High Pressure Injection
High Pressure Injection – Enhanced Recovery
HGI recommends high pressure injection for leach pads with excessive metal inventories and adverse hydraulic and metallurgical conditions. We have the experience and expertise to make sure the injection projects run smoothly and safely.
Modern mining techniques for low grade ore deposits of precious and base metals make use of leach pads for metal extraction. Most gold and silver leach pads use sodium cyanide as the reagent with a concentration that generally ranges from 50 to 400 ppm with a pH between 9.5 and 11.5. Free cyanide in solution combines with gold or silver to remove them from the ore. Other metals in the ore can consume the cyanide, including iron, copper, and zinc. Alternatively, low pH conditions from sulfidic ore can convert the cyanide to a gaseous HCN, which cannot leach gold and can be dangerous. It is not uncommon for there to be no free cyanide remaining in the PLS once it reaches the collection pond. In addition to these undesirable metallurgical conditions, adverse hydraulic conditions can direct fluid along preferential paths with narrow drainage channels. Shallow, perched water tables of leach solution can also prevent barren solution from percolating through low permeability regions that develop in the deeper parts of leach pads. The end result, then, is the potential for gold to be left in the leach pad in regions that are not being effectively leached.
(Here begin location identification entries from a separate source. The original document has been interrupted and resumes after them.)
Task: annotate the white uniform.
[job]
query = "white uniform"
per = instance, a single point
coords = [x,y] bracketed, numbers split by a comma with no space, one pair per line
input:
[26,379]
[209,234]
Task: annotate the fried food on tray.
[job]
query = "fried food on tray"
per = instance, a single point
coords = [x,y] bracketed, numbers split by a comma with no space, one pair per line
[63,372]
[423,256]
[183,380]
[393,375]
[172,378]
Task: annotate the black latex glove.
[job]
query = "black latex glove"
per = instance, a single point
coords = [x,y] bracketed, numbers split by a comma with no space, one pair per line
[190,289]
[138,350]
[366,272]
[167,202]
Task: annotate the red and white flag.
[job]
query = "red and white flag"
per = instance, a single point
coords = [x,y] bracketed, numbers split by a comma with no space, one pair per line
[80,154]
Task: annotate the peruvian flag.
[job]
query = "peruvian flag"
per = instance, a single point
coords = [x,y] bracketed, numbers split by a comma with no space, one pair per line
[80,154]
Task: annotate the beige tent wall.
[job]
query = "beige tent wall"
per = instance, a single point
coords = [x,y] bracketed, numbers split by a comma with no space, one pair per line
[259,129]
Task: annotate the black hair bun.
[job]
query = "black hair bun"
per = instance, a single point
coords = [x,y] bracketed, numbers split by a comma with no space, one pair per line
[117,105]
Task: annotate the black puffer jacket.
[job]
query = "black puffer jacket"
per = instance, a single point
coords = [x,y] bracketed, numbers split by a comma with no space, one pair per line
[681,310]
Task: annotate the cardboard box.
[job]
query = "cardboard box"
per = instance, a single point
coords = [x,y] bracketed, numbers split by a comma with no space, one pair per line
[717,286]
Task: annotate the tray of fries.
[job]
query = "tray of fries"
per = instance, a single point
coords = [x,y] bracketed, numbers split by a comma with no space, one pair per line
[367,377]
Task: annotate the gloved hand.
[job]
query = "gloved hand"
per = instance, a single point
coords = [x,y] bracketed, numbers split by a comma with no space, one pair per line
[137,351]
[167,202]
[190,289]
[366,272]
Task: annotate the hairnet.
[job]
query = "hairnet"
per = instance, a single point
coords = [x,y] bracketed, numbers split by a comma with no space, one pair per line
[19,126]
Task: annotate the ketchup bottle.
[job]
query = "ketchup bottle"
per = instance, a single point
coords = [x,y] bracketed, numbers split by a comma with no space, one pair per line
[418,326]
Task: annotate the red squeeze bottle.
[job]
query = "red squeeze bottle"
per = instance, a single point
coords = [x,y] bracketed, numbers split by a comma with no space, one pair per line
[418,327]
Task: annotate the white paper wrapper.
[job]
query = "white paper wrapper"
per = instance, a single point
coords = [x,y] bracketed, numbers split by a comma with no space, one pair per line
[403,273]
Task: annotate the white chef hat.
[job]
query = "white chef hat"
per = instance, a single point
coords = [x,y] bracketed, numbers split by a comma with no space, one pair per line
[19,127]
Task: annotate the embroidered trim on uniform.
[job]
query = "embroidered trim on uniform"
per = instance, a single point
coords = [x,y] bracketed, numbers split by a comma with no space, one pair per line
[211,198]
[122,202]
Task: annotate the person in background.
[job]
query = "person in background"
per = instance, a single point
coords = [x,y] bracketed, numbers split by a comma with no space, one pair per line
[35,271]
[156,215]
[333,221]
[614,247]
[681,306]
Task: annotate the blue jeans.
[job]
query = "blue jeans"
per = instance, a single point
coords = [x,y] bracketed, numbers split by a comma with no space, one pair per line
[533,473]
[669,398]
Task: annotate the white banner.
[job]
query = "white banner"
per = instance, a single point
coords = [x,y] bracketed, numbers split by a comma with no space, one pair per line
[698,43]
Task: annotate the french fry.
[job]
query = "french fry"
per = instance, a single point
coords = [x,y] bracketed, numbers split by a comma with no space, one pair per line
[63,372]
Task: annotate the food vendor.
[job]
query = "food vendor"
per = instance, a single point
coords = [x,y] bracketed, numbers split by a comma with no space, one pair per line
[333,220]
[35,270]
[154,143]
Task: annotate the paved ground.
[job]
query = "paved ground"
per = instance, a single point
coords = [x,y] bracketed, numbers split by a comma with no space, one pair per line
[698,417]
Untapped and hard to liberate precious metal inventories in heap leach pads can be considerable. Enhanced recovery with high pressure injection offers mine operators new tools to recover more.
We have seen this scenario play out across many leach pads with remaining gold inventories that can easily reach 500,000 ounces. The choice to go after the lost inventory is simple, but the continued surface irrigation will do little to draw it down. The alternative is to inject, and operators of gold leach pads have traditionally chosen high pressure injections for enhanced metal extraction due to the ability to leave metal cased wells in the leach pads for long periods of time. High pressure injections, as opposed to low pressure, typically operates above 100 psi with flow rates from 800 to 2000 gpm (180 – 450 m3/hr) with the aid of a pumping skid. The photo montage below shows many different skids that we have seen deployed on gold heaps.
hydroGEOPHYSICS, offers a large suite of metallurgical monitoring services for surface and subsurface leaching. By tracking the solution volume and grades, we can create production models for economic analyses of injection projects, and quantify the metal extraction with this innovative technology.
HGI’s role in these high pressure injections include hydrological and metallurgical monitoring, validation, and troubleshooting. Our hydrological monitoring ability includes electrical resistivity tomography and measuring water levels and seep formation should they occur. We keep a tab on where the solution is going to help assure stability of the slope and solution coverage of the ore. In particular, our ERT methodologies with the state-of-the-art Geotection system can capture the highly dynamic nature of the rapidly moving and growing plume created by the injection. As the graphic below shows, which represents three different injection projects on different mines, the plume could go anywhere, including through previously injected zones that had their permeability significantly altered. Having a complete understanding of the plume’s location and drainage will help to reduce costs and keep safely operating.
In addition to the hydraulic monitoring, we have a suite of services geared towards metallurgical monitoring to help ensure optimized reagent grades, oxygen, pH, and metal extraction. These data can be used to investigate interim conditions for cyanide consumption or oxygen depletion. Alternatively, we use the final metal grades and injected volumes to track liberated ounces, which in turn can be used to create production models for economic analyses. In the examples below, we compare injections into crushed ore and ROM ore. Within the crushed ore projects, one mine clearly outperforms the other over the same time period. One reason can be attributed to the total number of wells; the more injection wells, the better. For the ROM ore projects, which were completed on the same mine but in different heaps, showed Pad 1 producing more ounces. Pad 1 injection was optimized for pH. Through our monitoring services, we were able to validate and optimize metal extraction, thus reducing costs and maximizing profits.